WWD has learned that the luxury giant sold the upstart beauty companies Hard Candy and Urban Decay last month to the U.S.-based Falic family for an undisclosed sum. And those might not be the last of LVMH’s 50 brands to go. Chief financial officer Patrick Houel said on a conference call Thursday, during which the group discussed its 2002 sales results, that more transactions are on the way.

LVMH upped its operating profit growth targets to at least 25 percent for 2002 while reporting a sales increase last year of 3.8 percent to $13.58 billion.

"I think we will continue selling some businesses, small companies, real estate and shares in companies," Houel said, responding to questions from analysts. "We will concentrate on our core businesses."

Pressed for further precision, Houel said, "I will not give you the names of companies we are going to sell."

However, sources suggest possibilities range from Thomas Pink and Loewe to Sephora, Guerlain or even Givenchy. Potential buyers for fashion and leather goods businesses are said to include the upstart luxury conglomerates Equinox and France Luxury Group, Texas Pacific Group, the investment fund Opera or other venture capital funds. As for potential beauty brand buyers, possibilities range from L’Oréal to Wella, while for Sephora, suitors could range from the German group Douglas to French department store chain Galeries Lafayette.

Sources suggested all options are being considered, and it’s possible some brands could be bundled and sold as a package deal. LVMH sold its Pommery champagne brand and money-losing auction business Phillips last year, and had been under pressure to sell its money-losing selective distribution division, which last year saw sales dip five percent to $3.57 billion.

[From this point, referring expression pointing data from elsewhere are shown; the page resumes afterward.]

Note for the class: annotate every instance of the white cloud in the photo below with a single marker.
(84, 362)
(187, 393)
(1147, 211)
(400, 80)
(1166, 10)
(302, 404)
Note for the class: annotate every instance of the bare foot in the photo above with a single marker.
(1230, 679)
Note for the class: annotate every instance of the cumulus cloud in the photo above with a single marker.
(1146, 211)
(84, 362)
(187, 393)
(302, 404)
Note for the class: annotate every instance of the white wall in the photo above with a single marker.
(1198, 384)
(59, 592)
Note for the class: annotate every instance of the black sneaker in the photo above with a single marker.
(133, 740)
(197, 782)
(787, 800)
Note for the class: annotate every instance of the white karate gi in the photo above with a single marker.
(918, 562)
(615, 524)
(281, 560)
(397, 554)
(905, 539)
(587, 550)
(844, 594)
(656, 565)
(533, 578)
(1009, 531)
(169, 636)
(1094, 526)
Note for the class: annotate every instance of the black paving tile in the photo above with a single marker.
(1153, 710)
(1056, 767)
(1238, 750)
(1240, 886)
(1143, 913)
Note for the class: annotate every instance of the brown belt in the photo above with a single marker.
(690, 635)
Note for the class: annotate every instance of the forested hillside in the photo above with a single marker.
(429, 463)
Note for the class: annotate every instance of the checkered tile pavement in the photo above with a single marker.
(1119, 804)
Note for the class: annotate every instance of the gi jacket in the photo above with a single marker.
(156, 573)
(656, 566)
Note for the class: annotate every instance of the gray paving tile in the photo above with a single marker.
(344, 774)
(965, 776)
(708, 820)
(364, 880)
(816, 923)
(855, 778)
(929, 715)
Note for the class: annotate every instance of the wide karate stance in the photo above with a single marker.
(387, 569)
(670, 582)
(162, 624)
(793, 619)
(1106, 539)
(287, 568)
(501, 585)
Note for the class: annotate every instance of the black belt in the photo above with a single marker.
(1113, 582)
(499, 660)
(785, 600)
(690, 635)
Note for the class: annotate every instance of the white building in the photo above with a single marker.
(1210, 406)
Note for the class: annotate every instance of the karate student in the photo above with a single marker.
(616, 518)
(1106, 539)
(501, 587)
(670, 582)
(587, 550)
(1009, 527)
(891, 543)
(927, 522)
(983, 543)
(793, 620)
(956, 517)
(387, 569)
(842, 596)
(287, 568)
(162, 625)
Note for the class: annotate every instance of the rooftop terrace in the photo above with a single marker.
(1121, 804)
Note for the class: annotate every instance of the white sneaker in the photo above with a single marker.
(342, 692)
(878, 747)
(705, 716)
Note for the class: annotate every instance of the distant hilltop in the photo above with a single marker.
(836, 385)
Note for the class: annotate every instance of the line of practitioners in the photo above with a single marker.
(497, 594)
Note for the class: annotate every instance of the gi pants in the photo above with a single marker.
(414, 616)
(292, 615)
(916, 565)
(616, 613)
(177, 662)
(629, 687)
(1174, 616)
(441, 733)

Dollar figures are converted from the euro at current exchange rates.

LVMH chief Bernard Arnault has described selective retail as "noncore" and analysts believe that may still be the case. "I think Sephora could be sold this year," said Antoine Colonna, luxury analyst at Merrill Lynch in Paris. "I would expect the company will clarify in March at its shareholders’ meeting what it sees as core and noncore."